12 Jan Preventing Cavities and Tooth Decay
Dental caries, or more commonly cavities, are the result of the specific and steady bacterial build-up on the teeth. The sticky plaque that forms on your teeth is made up of broken down foods, sugars, and saliva. Proper brushing and flossing do clear most of this bacteria and plaque away, but if your child is not brushing with regularity and diligence, plaque can remain in the deep grooves in his molars, between his teeth, and at his gum line. These are the most common places for tooth decay to begin breaking down tooth enamel.
As a parent, it’s important to stay on top of your child’s teeth. He will not have the strength to properly brush his teeth until he is at least 6 years old, and even then you should be supervising his brushing habits to make sure he is brushing sufficiently.
The Process of Tooth Decay
The start of tooth decay is invisible to the eye. The bacteria that isn’t brushed away turns into acids that dissolve minerals in the top layer of a tooth, the hard enamel, creating pits that can get larger and more noticeable over time.
Beneath the enamel is the dentin, which is softer and yellow in colour. Dentin makes up the most of your teeth and contains small openings that lead to the nerves inside the tooth. When bacteria wears down a tooth’s enamel, it will appear a different colour on the surface. If bacteria continues to wear away the dentin and enamel, a cavity will eventually form on the tooth.
If bacteria gets its way, it can spread to the sensitive nerves of your teeth, causing a lot of pain. Telltale signs of a developing cavity are increased sensitivity to hot and cold drinks and sugary foods.
Here’s the good news: cavities don’t happen overnight. They take months, sometimes over a year, to develop. This is why it’s typical to see your dentist only a couple of times a year. He or she can set you and your children on the right path of keeping your teeth free of dental caries.
Preventing and Reversing Decay
Tooth decay is very preventable. Enamel is tough, and if you treat it well before it’s destroyed, it can regenerate. Here are a few extra tips to prevent damage to your child’s enamel beyond regular brushing:
- Floss – The quickest and easiest way to remove plaque around the hard-to-reach areas in your mouth is to floss. Floss daily to be rid of any settled bacteria between your teeth.
- Use fluoride – Fluoride strengthens your teeth, so using fluoridated toothpaste is good. However, too much fluoride is bad for a toddler. You need only a pea-sized amount of toothpaste to brush your baby’s teeth. We touch on fluoride a little more in our article about your baby’s first teeth.
- Reduce snacks between meals – After you eat, bacteria breaks down foods into acids in your mouth. Snacking prolongs that activity, which can harm your enamel.
- Avoid sharing utensils – The bacterial balance in your mouth is much different than your child’s.
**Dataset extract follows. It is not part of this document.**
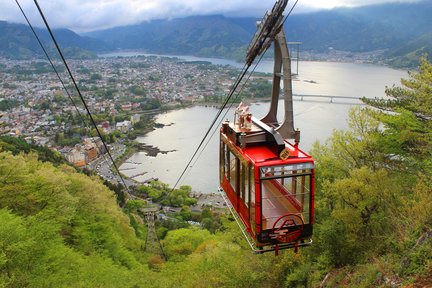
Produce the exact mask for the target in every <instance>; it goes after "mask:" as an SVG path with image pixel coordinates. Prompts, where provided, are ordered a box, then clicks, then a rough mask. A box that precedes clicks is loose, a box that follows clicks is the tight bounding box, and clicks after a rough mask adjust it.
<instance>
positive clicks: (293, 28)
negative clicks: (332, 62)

Using the same spoon with which feed your child, or cleaning his pacifier with your mouth can spread bad bacteria to your child’s mouth. Instead, wipe down any spoons and forks to avoid spreading your saliva.
- Take your child to his first dentist appointment – If your child is under 3, his first visit with us is free. We can’t stress this enough. Beyond getting your child acquainted with the sights and sounds of the dentist office, this is an opportunity for us to check your child’s early development and prepare you both for future visits.
Keep a close eye on your child’s dental hygiene. Cavities on your child’s temporary baby teeth may not seem like a big deal at first, but baby teeth help guide the growth of the following adult teeth. If your child loses any teeth due to cavities, this can affect the spacing and the positioning of his permanent teeth. This almost assures that he’ll need orthodontic work in the future.